Safe coal dust exposure levels don’t exist: study

Researchers at the University of Melbourne say there is little scientific evidence for current coal dust exposure regulations, following the resurgence of black lung in QLD.

Professor Lou Irving, clinical director of the university’s Lung Health Research Centre, said scientists don’t know if there is a safe dust level of exposure.

“There are regulations limiting the amount of dust that coal miners can be exposed to, but they have no basis in science,” he said.

“We simply do not know at what point exposure to dust triggers lung stiffening, or fibrosis, and we urgently need to address this so we can catch it before it becomes incurable.”

Queensland’s coal dust limit is 3mg/m3 air – higher than that of NSW and the US – with the Select Committee on Health’s black lung report recommending coal mining companies adopt the lowest Australian level of 2.5mg/m3, found in NSW, until a national standard is implemented.

The Centre, a partnership between the university’s department of Pharmacology and Royal Melbourne Hospital, has gathered a team of cross-disciplinary researchers to call for extending diagnosis and management of black lung from chest x-rays and measuring breathing.

Centre co-director and pharmacologist, professor Alastair Stewart said advanced technologies, new medicines, and genomics created new possibilities for this research.

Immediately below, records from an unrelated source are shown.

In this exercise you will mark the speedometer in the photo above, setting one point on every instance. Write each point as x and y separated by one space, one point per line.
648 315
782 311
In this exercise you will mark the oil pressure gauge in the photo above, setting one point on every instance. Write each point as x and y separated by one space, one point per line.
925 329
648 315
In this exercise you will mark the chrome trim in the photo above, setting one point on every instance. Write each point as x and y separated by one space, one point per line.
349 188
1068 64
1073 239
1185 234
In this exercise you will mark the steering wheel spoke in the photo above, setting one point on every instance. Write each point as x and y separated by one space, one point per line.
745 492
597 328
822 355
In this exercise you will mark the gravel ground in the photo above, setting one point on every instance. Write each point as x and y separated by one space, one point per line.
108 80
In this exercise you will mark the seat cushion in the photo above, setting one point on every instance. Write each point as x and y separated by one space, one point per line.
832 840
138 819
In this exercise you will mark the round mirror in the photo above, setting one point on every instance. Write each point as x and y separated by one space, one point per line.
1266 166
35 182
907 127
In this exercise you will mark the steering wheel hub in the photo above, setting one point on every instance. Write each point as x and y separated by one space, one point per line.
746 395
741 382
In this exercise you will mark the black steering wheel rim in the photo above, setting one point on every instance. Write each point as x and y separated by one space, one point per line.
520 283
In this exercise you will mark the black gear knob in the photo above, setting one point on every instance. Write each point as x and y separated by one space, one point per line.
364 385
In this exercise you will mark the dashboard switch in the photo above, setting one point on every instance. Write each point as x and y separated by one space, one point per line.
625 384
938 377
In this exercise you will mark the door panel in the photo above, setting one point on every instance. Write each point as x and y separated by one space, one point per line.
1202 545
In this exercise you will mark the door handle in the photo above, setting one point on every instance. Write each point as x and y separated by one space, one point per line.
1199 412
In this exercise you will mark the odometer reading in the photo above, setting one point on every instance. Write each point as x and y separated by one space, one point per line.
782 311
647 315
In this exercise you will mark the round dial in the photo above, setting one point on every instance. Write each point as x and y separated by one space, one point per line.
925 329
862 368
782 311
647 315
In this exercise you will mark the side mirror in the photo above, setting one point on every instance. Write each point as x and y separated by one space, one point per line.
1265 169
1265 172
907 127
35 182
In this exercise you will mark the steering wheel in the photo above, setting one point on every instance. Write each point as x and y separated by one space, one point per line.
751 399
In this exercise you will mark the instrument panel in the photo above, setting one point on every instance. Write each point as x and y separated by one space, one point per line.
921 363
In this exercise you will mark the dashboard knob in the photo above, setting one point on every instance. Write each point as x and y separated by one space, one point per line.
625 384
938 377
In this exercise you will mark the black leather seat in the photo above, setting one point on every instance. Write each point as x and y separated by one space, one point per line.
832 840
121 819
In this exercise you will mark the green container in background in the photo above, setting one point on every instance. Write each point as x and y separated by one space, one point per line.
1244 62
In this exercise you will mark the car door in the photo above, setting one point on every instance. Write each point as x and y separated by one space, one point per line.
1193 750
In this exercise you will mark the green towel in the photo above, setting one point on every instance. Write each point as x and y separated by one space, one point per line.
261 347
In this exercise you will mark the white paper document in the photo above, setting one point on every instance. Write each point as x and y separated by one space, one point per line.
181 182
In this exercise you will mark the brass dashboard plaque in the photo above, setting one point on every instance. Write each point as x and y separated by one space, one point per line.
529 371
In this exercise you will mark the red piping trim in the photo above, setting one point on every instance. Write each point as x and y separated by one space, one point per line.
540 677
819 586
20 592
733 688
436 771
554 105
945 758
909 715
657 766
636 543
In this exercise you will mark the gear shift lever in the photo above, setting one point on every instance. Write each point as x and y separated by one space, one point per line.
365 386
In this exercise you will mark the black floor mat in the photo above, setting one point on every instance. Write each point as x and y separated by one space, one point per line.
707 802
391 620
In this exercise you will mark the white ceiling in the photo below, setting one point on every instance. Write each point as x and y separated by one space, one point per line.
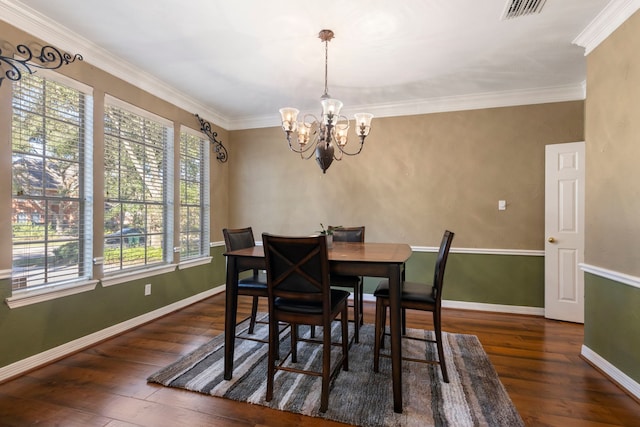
242 60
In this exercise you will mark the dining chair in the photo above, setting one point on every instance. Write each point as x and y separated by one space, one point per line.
300 293
351 234
254 285
416 296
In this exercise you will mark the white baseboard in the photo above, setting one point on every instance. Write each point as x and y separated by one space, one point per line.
615 374
478 306
37 360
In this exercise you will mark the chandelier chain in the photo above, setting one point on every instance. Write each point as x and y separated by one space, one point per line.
326 67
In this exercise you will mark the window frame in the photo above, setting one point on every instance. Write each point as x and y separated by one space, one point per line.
127 274
84 282
205 206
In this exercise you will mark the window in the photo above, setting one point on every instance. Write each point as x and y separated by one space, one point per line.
51 143
138 160
194 195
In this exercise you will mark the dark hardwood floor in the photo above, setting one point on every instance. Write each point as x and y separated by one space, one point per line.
537 360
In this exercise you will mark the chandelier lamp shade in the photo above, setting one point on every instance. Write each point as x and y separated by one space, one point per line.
325 138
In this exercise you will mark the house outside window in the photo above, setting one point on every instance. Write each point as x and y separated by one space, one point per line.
138 160
194 195
51 140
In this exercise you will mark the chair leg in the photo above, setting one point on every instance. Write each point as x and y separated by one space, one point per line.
361 302
438 330
294 343
379 334
254 312
345 338
326 368
273 348
357 312
384 324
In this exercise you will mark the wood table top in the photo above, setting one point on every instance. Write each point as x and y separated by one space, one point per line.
348 251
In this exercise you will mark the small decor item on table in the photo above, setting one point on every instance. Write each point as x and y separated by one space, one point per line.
328 232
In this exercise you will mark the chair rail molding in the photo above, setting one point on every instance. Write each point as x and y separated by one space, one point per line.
627 279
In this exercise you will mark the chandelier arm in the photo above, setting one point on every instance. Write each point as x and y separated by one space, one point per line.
301 151
343 151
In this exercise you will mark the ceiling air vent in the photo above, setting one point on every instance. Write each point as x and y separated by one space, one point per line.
516 8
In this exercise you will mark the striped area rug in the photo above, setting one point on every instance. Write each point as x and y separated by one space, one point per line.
473 397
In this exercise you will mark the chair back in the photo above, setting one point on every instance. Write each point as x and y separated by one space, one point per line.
238 238
348 234
441 262
297 269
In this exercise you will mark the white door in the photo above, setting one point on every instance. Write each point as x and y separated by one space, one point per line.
564 228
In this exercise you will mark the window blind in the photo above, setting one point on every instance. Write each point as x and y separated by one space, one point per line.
194 195
51 143
138 187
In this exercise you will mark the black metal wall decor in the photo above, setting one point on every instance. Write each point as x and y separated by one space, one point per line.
24 59
221 151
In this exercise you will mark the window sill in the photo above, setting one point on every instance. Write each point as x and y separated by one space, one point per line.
137 274
21 298
194 262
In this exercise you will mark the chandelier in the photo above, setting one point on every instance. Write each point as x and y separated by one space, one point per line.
329 134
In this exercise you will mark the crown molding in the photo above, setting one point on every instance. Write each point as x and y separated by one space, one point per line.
444 104
18 14
607 21
26 19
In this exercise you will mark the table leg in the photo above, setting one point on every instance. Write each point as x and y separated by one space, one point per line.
395 292
230 311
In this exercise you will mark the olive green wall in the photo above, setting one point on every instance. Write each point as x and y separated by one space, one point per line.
29 330
502 280
612 314
612 323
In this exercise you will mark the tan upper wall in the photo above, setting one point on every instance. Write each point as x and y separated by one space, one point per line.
613 151
102 83
416 176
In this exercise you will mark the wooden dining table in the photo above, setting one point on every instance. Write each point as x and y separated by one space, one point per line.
385 260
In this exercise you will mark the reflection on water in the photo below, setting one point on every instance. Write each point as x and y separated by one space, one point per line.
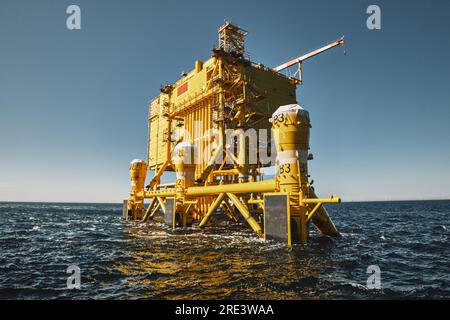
130 260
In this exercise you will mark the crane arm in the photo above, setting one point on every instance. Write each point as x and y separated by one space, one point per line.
311 54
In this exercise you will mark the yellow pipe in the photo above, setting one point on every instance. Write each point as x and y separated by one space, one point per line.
212 209
243 210
150 206
260 186
333 199
162 193
155 210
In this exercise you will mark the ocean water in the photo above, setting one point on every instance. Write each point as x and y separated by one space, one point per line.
408 241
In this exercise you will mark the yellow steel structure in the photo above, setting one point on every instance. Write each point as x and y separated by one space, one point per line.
189 124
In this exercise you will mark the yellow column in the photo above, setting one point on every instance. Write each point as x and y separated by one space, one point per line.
138 173
290 125
183 163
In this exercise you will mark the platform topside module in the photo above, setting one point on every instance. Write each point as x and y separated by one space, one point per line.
217 127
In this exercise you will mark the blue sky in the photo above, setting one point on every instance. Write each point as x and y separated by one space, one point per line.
73 104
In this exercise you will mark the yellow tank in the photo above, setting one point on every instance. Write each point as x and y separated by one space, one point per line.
215 127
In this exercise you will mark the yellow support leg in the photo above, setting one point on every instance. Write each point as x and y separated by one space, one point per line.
247 216
212 209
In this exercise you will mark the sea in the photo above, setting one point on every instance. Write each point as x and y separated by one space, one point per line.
387 250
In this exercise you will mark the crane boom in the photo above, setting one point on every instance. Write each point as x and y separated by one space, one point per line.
311 54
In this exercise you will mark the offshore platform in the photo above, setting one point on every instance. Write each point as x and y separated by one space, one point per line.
218 128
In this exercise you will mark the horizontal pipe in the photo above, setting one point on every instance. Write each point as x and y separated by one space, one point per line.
324 200
161 193
248 187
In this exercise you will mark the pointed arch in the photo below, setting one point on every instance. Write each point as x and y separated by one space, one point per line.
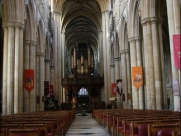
30 23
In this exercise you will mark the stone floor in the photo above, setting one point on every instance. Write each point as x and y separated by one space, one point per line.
86 125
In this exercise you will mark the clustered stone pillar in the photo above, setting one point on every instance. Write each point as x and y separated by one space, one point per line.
139 63
29 103
75 58
153 66
12 76
173 11
117 76
105 92
135 96
157 64
128 73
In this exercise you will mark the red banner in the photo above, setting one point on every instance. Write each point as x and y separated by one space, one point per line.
137 77
28 79
114 89
119 86
46 88
177 52
51 91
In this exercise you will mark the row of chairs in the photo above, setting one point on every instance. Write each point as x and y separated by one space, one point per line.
47 123
133 122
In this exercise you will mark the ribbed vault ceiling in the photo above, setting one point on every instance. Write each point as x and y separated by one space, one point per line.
81 21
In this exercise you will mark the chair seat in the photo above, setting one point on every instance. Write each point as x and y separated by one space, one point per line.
164 133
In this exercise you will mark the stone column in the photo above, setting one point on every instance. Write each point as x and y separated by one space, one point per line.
42 79
32 66
157 64
112 73
20 98
128 73
16 68
10 69
38 76
139 63
5 60
146 87
162 62
47 70
135 96
26 97
100 54
108 51
60 59
151 63
173 11
52 75
117 76
105 57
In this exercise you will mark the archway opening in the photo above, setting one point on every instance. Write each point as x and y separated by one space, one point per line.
1 61
83 96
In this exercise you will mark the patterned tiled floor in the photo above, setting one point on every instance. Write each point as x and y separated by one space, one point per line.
86 125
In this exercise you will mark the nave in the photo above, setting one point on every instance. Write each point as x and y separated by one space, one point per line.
103 122
86 125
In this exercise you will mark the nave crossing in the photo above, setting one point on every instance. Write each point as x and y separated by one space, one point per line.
105 122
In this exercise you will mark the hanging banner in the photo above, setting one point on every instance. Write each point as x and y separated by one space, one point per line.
28 79
114 89
119 86
137 77
46 88
177 52
176 88
51 90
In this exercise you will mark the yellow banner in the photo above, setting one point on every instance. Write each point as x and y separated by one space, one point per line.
137 77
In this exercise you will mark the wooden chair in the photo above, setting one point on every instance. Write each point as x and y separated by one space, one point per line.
24 132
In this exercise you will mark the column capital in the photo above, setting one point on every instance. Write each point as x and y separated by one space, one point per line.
47 60
131 39
42 54
105 11
52 67
155 19
145 21
124 51
117 58
112 66
136 38
30 42
13 24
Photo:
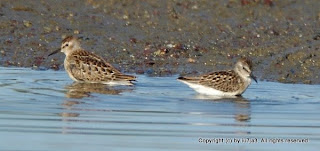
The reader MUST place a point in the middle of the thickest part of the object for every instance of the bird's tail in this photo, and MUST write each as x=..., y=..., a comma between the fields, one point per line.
x=126, y=77
x=189, y=79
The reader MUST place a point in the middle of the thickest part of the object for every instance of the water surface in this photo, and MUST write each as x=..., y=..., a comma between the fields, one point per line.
x=45, y=110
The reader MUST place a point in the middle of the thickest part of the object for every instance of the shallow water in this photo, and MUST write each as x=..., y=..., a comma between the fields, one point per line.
x=45, y=110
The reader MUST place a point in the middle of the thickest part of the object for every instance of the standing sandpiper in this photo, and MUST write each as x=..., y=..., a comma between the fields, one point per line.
x=84, y=66
x=223, y=83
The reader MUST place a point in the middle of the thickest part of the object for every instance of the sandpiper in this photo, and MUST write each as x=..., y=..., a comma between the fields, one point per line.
x=223, y=83
x=84, y=66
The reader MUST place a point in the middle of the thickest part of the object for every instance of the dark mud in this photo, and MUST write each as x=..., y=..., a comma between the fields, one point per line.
x=162, y=37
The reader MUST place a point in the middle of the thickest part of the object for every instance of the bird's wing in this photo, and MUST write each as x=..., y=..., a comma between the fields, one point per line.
x=226, y=81
x=86, y=66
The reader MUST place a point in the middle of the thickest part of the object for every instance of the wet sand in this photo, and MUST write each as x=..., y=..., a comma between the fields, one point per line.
x=161, y=38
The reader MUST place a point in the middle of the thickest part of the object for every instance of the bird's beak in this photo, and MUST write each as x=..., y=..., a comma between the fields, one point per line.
x=253, y=77
x=56, y=51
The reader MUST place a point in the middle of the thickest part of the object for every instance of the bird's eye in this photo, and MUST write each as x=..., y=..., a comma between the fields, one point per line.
x=245, y=69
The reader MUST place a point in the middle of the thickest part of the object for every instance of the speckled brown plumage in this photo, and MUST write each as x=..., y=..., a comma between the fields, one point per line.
x=84, y=66
x=226, y=81
x=88, y=67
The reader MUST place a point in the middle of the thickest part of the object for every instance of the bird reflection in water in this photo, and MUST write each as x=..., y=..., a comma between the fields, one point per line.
x=80, y=90
x=241, y=105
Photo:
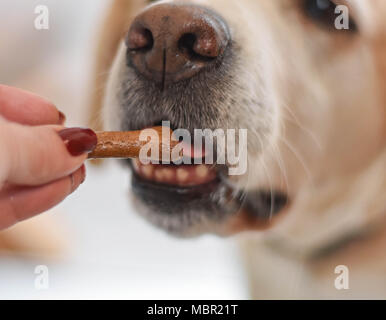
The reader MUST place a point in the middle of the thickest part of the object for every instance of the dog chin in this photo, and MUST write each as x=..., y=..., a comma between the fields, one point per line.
x=185, y=211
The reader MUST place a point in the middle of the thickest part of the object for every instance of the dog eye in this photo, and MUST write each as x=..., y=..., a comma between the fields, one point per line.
x=323, y=13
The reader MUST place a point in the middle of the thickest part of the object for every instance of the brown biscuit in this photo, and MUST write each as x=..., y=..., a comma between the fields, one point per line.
x=128, y=145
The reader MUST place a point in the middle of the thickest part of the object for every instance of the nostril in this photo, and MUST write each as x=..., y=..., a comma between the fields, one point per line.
x=198, y=48
x=140, y=39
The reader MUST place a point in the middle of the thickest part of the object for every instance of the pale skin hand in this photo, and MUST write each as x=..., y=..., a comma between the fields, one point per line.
x=36, y=170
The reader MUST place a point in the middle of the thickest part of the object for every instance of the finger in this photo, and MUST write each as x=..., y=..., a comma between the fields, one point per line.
x=27, y=108
x=37, y=155
x=18, y=204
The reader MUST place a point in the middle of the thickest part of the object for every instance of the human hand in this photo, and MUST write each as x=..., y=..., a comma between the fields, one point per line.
x=41, y=161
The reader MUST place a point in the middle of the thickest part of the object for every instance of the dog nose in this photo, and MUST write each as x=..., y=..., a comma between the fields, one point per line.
x=173, y=42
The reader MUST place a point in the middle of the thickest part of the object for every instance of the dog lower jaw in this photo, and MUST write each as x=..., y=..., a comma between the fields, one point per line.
x=211, y=206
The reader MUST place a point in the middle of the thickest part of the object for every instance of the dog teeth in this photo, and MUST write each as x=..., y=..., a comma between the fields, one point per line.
x=202, y=171
x=182, y=175
x=148, y=171
x=159, y=175
x=168, y=174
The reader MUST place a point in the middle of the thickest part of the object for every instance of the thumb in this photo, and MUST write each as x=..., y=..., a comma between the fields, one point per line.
x=38, y=155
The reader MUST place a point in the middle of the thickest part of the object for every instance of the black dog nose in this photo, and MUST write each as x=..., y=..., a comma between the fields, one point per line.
x=172, y=42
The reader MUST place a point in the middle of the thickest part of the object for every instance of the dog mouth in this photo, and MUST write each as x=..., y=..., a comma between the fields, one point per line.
x=176, y=176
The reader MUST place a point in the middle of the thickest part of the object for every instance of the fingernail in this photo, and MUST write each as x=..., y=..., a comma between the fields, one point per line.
x=62, y=117
x=83, y=172
x=79, y=141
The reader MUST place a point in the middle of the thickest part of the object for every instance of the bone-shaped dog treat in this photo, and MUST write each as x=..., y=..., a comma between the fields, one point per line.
x=127, y=144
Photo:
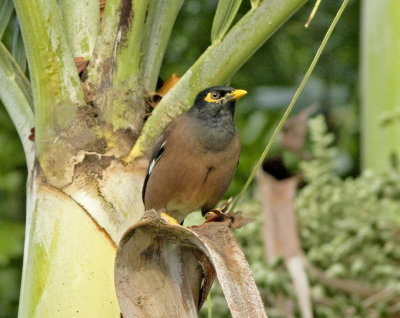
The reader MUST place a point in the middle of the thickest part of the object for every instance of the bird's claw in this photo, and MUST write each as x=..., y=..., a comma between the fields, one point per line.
x=169, y=219
x=218, y=214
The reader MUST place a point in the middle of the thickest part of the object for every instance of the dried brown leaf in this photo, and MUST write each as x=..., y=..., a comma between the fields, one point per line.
x=160, y=268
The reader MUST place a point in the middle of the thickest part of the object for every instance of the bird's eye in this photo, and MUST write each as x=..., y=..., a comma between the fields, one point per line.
x=215, y=95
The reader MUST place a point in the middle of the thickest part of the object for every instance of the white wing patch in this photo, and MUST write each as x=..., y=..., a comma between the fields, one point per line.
x=154, y=161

“We can investigate more accurate coal dust exposure levels and monitoring, and use modern techniques to improve screening and investigate individual sensitivity to exposure,” he said.

Currently, 15 workers have been diagnosed with the disease in QLD, the youngest only 39.

It is believed to have affected 36 per cent of coal mine workers in Colombia, 17 per cent in China, and around three per cent in the US.

Stewart believed the rate of affected workers in Australia would be similar to the US.

The Queensland Government recently appointed a six-person Coal Workers’ Pneumoconiosis (CWP) select committee to investigate the resurgence of the disease in the state, with the main priority of “fixing the issue”.

“There is so much we don’t know,” Stewart said, “the battle against this disease is only just beginning.”